Earlier this year, I compiled two small corpora of article abstracts from the most prominent journals in the American fields of rhetoric and writing studies: Rhetoric Society Quarterly and College Composition and Communication, respectively. The RSQ abstracts stretch from Winter 2000 (30.1) to Fall 2011 (41.5), for a total of 220 abstracts. The CCC abstracts stretch from February 2000 (51.3) to September 2011 (63.1), for a total of 261 abstracts. I think that article abstracts are a good vantage point for looking at disciplinary trends, because (in the humanities, anyway) researchers tend to write abstracts that function like movie previews. Designed to appeal to a specific disciplinary audience, abstracts signal that their articles ‘belong’ in the field by using all the right buzz words, name-dropping all the right researchers, and making all the right stylistic moves that make other researchers want to read the article.
Using Python and the Natural Language Toolkit to explore these two corpora of abstracts, I’ve discovered both interesting and unsurprising things about how rhetoric and writing studies have taken shape, over the last decade, as separate but ambivalently related disciplines. One of the more interesting pieces of capta demonstrated by the corpora is that the words ‘writing’ and ‘rhetoric’ share grammatical contexts with very different lexical items, suggesting that each word means something different in each journal.
Before I get to the details, though, here’s a bit about my methodology:
With Python and NLTK, you can chart how a word is used similarly or differently in two corpora. For instance, a concordance of the word ‘monstrous’ in Moby Dick reveals contexts such as ‘the monstrous size’ and ‘the monstrous pictures’. Running a few extra commands, you discover that words such as ‘impalpable‘, ‘imperial’, and ‘lamentable’ are also used in these same contexts. Running an identical search on Sense and Sensibility, however, reveals that ‘monstrous’ shares contexts with quite different terms: ‘very’, ‘exceedingly’, and ‘remarkably’. Dissimilar contexts reveal different connotations for ‘monstrous’ in each novel, positive or neutral in Austen but negative in Melville. This, basically, was the method I applied for mining the usage of ‘rhetoric’ and ‘writing’ in the abstracts corpora (more details below the tables, though).
‘Rhetoric’ occurred 244 times in RSQ abstracts and 69 times in CCC abstracts. ‘Writing’ occurred 22 times in RSQ and 251 times in CCC. I compiled common grammatical contexts for each term in each corpus. Each context took the form,
where N was any term and x was ‘rhetoric’ or ‘writing’, respectively.

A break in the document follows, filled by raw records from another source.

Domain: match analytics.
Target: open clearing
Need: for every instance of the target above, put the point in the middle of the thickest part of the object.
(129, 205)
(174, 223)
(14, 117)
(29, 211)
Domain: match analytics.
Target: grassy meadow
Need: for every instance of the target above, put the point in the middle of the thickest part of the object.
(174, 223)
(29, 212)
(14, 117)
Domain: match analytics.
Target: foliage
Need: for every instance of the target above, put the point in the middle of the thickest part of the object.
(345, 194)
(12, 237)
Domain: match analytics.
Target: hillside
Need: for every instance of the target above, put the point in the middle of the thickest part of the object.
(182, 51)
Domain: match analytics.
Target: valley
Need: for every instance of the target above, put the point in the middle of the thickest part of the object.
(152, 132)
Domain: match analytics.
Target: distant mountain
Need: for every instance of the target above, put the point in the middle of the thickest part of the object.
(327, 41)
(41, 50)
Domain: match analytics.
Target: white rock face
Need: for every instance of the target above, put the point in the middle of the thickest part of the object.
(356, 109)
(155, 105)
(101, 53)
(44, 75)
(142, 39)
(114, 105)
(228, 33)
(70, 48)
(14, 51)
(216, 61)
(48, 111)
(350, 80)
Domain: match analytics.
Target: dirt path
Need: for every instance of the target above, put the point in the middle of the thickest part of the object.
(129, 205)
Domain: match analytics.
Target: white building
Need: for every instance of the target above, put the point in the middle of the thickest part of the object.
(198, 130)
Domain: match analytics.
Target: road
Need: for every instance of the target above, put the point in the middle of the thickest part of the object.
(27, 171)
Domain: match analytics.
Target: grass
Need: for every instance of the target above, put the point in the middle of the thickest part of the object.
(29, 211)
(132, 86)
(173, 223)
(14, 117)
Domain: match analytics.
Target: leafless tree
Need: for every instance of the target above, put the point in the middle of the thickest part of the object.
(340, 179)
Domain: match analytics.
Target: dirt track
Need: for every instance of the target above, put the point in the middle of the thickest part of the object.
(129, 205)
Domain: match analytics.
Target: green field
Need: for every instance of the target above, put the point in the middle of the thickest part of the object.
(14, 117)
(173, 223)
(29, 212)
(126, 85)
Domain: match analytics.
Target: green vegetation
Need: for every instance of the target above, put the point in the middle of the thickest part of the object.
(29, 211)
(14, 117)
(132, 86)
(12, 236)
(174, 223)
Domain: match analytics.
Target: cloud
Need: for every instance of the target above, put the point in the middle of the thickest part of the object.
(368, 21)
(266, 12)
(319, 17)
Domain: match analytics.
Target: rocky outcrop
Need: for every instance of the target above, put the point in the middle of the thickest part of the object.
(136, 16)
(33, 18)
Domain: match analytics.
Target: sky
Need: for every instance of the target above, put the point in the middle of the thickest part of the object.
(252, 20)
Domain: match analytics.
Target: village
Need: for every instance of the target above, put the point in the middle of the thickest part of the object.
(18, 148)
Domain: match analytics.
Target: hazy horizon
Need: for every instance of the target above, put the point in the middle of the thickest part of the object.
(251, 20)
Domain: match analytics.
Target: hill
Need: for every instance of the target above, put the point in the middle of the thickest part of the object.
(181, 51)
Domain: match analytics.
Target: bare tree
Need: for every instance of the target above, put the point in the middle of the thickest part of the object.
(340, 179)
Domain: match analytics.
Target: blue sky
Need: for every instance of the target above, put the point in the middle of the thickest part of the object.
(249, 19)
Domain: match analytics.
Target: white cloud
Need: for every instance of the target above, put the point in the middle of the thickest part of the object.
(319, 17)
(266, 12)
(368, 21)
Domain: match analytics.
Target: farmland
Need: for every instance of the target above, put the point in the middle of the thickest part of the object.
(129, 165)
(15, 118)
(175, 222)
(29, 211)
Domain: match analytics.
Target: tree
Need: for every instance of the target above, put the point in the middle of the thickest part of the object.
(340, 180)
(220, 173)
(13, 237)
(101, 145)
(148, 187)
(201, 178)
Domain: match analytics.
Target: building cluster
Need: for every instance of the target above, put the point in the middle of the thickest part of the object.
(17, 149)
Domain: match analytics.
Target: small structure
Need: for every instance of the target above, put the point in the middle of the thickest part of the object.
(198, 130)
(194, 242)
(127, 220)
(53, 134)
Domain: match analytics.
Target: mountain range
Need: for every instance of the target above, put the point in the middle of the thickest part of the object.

The more and more contexts shared by two terms, the more and more likely it is that the two terms, within the specific corpus, are used interchangeably. One way to get your head around this fact is by looking at grammatical contexts without an operative term:
(1) I _ you
In an English corpus, the words that appear in that _ context will be semantically limited. Hundreds, if not thousands of words, will indeed fit in that context, but given such a large list of lexical items, all the items will nonetheless share some kind of discerning semantic value: for example, all the words that can appear in the context of (1) can only be transitive or di-transitive verbs, and they cannot be 3rd person present verbs. Right off the bat, this context has limited its possible terms down to a fraction of all the words in the English lexicogrammar. Throw in a second context, and the list of terms grows even smaller:
(2) is _ by
Given rules of English morphology and semantics, most of the words that appear in this context will be past tense action or emotive participles (e.g., loved, felt, killed, written, eaten, trapped). Terms that can appear in both (1) and (2) are quite limited: only transitive or di-transitive verbs, no 3rd person presents, and now, no irregular verbs (e.g., written, wrote, eaten, ate).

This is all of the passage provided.